Глаза Совы округляются.
— Ты сдурела, глупая птица?! — рявкает. Чересчур громко. Теперь на нас оглядывается не только Чайка.
— Я задала вопрос, — не отступаю.
Получаю целую вереницу ругательств в свой адрес, но уже гораздо тише. Женщина несколько раз сжимает и разжимает ладонь, осматривается, будто ища, чем бы меня огреть. Сдается мне, не сиди она на своей клюке, я бы уже получила палкой по хребту.
— Ни черта хорошего не будет, — заговаривает после того, как первый шок после моих слов проходит. — Удивлена, что для тебя стало откровением, что он поимел всех местных женщин.
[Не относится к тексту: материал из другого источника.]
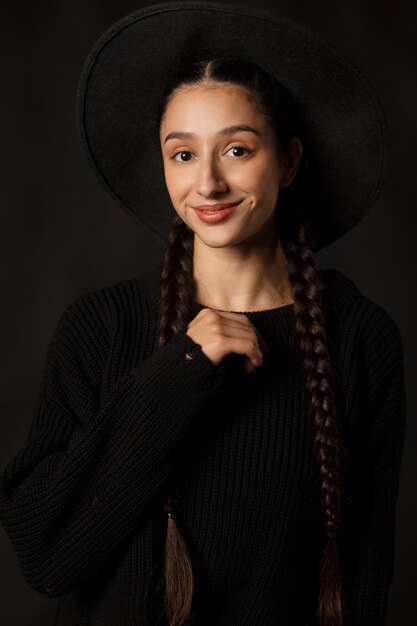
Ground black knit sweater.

Только ты да Олуша ему не приглянулись. И я. С некоторых пор… Не делай такое лицо. Раньше я не была такой старой. И хромой.
Старой… На самом деле Сове вряд ли больше пятидесяти. В любом другом месте, где доступны медицина, косметология и декоративная косметика, она выглядела бы моей ровесницей. Но здесь, на Птицеферме, передо мной действительно сидит старуха.
— Почему ни черта хорошего не будет?
— А думаешь, Момот тут был один садист? На Ибиса глянь. На Зяблика — как заводится от вида крови, разве что не мурчит. Мы все здесь — отбросы общества. Ты не видела, что было до Филина. А я видела. Да, теперь жестокость творит он сам. Но Филин один. Когда бесчинствуют все — это много, много хуже. Я ответила на твой вопрос?